Pawhuska school superintendent David Cash on Monday evening told members of the Board of Education the school system needs to set and meet high academic standards.


“You never get better by making excuses,” Cash said. He and Assistant Superintendent Beverly Moore are both in their first year leading the school district, and the Oklahoma state report cards issued Feb. 28 are evaluations of school conditions and educational outcomes from the 2017-18 academic year — a year ago.


The district’s new leadership has spent the year initiating change. There has been change in the way that students are tracked academically so that individual student academic growth is being monitored and encouraged. There has been an increase in monitoring of absenteeism and truancy so that incidences of those problems are being reduced. There has also been an increase in offerings of dual-enrollment courses to give high school students more opportunities to begin doing college work while still in high school.


Cash said he anticipates the school district’s efforts to meet the individual academic needs of students will begin to show fruit when report cards are issued next year. For now, the 2018 grades on which Pawhuska will seek to improve include a “D” overall at Pawhuska Elementary School (the upper elementary that serves grades 3-6); a “D” for grades 7-8, which are the junior high grades; and a “C” for the high school. Indian Camp Elementary School, which is the lower elementary school serving students through second grade, did not receive a grade.


Cash told the board that Pawhuska’s grades in the area of absenteeism were better than he anticipated. Indian Camp, Pawhuska Elementary, the junior high grades and Pawhuska High School all graded out better than the statewide averages for 2018 in regard to absenteeism.


In keeping with the district’s desire to offer its students more challenging academic options, the Board of Education approved Cash’s recommendation that two new courses be created for high school seniors. One is a Senior Project course that will allow students to develop career-related projects that will involve formal presentations to be judged by community members. The other is a personal finance course that will give seniors a semester of concentrated instruction regarding what it takes to earn an income, handle tax liabilities, manage bank accounts, save and invest money and plan for retirement.

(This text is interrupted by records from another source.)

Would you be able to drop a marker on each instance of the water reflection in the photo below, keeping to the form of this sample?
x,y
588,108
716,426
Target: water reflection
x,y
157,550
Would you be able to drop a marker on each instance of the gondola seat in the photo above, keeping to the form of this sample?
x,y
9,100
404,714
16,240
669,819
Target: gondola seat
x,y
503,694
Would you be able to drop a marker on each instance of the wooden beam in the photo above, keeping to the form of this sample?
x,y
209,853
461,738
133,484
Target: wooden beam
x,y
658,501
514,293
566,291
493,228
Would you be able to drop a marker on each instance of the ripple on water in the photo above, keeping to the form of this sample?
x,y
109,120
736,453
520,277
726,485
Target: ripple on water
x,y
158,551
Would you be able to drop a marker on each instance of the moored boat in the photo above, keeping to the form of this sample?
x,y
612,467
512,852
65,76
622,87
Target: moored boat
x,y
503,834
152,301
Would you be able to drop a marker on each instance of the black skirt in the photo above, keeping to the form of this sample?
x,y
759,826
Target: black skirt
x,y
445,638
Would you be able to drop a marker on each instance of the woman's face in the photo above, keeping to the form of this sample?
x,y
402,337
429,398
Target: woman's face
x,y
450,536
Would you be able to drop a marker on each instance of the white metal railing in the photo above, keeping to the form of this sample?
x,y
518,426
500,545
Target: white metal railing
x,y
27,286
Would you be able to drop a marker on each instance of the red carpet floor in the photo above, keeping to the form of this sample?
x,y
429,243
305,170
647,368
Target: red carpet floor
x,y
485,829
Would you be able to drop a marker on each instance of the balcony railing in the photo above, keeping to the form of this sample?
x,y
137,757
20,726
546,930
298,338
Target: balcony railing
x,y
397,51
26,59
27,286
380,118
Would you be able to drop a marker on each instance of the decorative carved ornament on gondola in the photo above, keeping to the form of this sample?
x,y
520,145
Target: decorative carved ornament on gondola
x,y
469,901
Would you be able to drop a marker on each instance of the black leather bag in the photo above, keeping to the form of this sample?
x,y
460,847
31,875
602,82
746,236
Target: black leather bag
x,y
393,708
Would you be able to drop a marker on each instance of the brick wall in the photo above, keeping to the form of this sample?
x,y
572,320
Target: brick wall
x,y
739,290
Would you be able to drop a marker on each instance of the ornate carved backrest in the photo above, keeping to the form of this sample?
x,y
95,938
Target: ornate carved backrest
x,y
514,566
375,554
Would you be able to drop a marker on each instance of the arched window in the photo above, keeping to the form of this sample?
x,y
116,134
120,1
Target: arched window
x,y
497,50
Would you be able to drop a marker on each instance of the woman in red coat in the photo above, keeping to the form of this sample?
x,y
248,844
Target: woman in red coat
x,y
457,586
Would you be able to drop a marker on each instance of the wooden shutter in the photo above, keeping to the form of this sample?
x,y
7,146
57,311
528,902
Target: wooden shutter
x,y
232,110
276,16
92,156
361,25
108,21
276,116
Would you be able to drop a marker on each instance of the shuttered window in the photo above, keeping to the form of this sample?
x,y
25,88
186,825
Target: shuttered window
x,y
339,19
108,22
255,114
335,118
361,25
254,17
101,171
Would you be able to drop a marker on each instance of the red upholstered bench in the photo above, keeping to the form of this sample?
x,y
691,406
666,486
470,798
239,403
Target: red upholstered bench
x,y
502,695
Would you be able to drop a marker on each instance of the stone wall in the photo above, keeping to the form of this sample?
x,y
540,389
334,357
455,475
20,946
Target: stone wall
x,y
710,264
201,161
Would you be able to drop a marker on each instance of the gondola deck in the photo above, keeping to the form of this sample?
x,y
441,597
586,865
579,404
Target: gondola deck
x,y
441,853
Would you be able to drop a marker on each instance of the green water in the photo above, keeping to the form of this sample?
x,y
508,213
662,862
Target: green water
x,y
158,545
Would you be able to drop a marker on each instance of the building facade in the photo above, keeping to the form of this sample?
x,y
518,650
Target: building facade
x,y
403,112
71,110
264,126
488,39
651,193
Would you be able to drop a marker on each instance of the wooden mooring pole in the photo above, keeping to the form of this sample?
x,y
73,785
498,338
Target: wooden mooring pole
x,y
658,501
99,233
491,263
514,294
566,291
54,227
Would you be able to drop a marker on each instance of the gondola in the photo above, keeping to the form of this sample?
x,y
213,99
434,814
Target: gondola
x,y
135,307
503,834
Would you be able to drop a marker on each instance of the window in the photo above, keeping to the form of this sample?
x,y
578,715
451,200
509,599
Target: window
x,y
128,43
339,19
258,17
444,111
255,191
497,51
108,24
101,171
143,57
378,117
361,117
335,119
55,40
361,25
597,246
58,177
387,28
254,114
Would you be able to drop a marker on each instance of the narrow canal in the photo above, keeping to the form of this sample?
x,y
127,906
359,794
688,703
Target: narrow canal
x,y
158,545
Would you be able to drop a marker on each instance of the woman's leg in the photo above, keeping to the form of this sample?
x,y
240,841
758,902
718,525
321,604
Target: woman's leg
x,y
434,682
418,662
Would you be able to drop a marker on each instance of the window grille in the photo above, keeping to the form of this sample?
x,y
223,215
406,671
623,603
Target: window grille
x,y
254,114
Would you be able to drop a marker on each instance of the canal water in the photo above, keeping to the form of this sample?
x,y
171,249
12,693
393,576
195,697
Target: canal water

Mike Tolson, a member of the board, responded approvingly to the new courses and also suggested the district might look at whether it would be acceptable for Pawhuska Public Schools to give seniors some incentive to make sure they register to vote. Cash said he would seek feedback on the legal acceptability to different approaches to promoting voter registration by high school seniors.


Monday night was board chairman Justin Sellers’ last meeting as a board member. Addie Roanhorse will succeed him in April. Sellers’ colleagues thanked him for his 10 years of school trustee service.